Because both x & y are cubic parametric functions, there isn't a closed solution in terms of simple functions. Numerical integration is the way to go. Either integrating the arc length expression or simply adding line segment lengths - depends on the accuracy you are after and how much effort you want to exert.

An accurate and fast "Adding length of line segments" method:

Using recurvise subdivision (a form of de Casteljeau's algorithm) to generate points, can give you a highly accurate representation with minimal number of points. Only subdivide subdivisions if they fail to meet a criteria. Usually the criteria is based on the length joining the control points (the hull or cage). For cubic, usually comparing closeness of P0P1+P1P2+P2P3 to P0P3, where P0, P1, P2 & P3 are the control points that define your bezier.
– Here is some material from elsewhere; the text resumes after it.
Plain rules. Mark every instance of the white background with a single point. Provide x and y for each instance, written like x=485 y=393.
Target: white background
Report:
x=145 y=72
You can find some Delphi code here: link text

It should be relatively easy to convert to Python. It will generate the points. The code already calculates the length of the segments in order to test the criteria. You can simply accumulate those length values along the way.

4
votes

You can integrate the function sqrt(x'(u)**2+y'(u)**2) over u, where you calculate the derivatives x' and y' of your coordinates with scipy.interpolate.splev. The integration can be done with one of the routines from scipy.integrate (quad is precise [Clenshaw-Curtis], romberg is generally faster). This should be more precise, and probably faster than adding up lots of small distances (which is equivalent to integrating with the rectangle rule).